Ülkemiz yeni bir seçimin arifesinde ve toplumda endişe ve umut bir arada. Bir tarafta “aynı masada oturmaz” denen görüş ve düşüncede insanlardan oluşan bir ittifak var. Diğer taraf da insanlara birlik, beraberlik ve zenginlik mesajları vererek iktidar olup; ilk yıllarında insanların gönlünü kazanmış bir anlayıştan, baskıcı ve totaliter bir anlayışa evirilmiş bir iktidar ve onun bu evrimine ve son yıllardaki icraatlarına yön veren ortakları var.
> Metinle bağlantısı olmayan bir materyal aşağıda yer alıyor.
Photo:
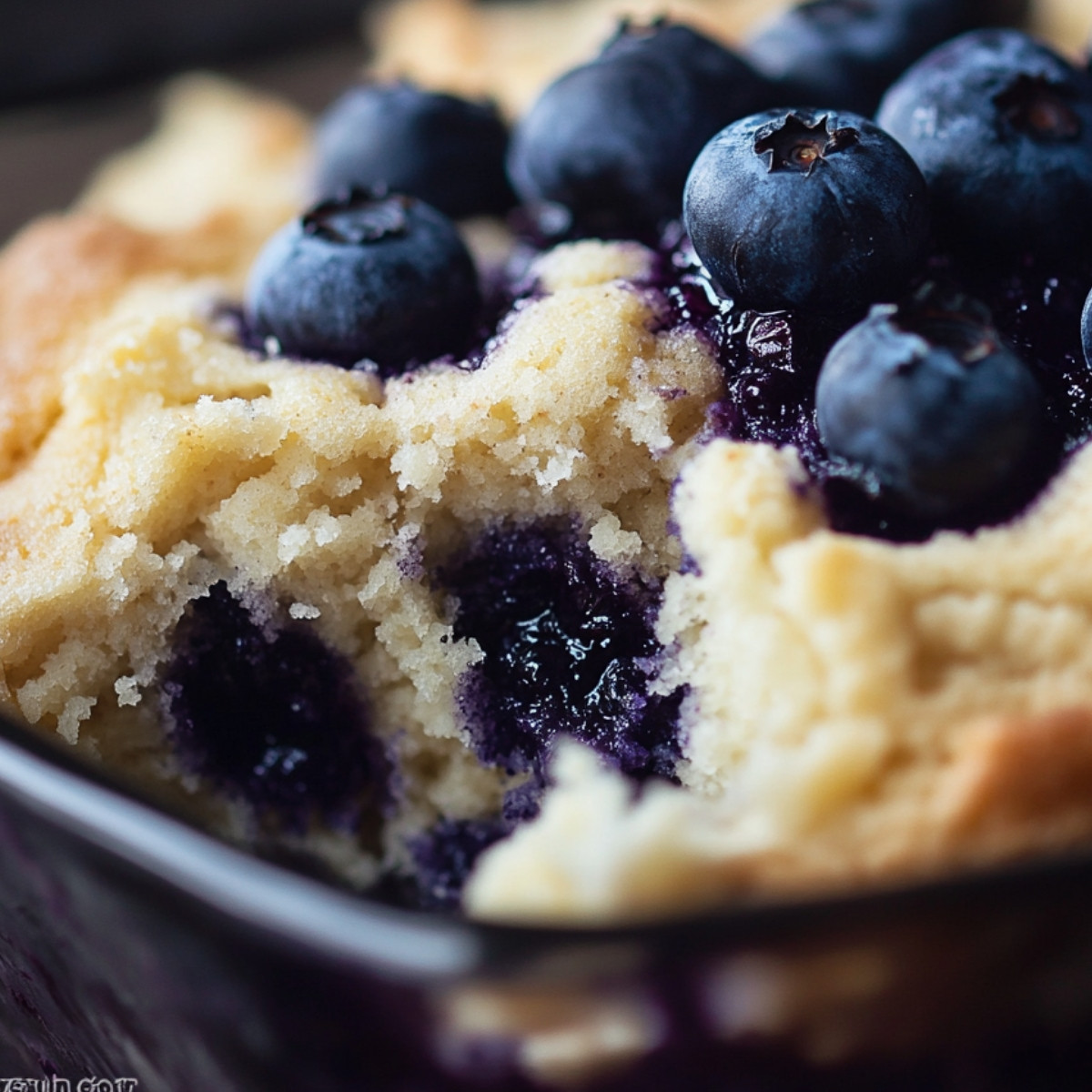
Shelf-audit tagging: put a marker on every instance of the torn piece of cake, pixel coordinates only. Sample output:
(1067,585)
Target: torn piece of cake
(554,603)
Bir yanda gençlerin gelecek kaygısı, bir yanda statükocu bir ortamda yetişmiş orta yaş üzeri insanların egosu var. Bir yanda sultanlık rejimi isteyen insanlar, diğer yanda özgürlük ve demokrasi isteyen insanlar var. Bir yanda “vatan haini” diye yaftalarla insanların vatan aşını öldürenler, diğer yanda geleceğe umutla bakmak isteyenler var. Bir yanda seçim sonrası için kişileri jurnalleyenler, diğer yanda kucaklaşmayı bekleyenler var…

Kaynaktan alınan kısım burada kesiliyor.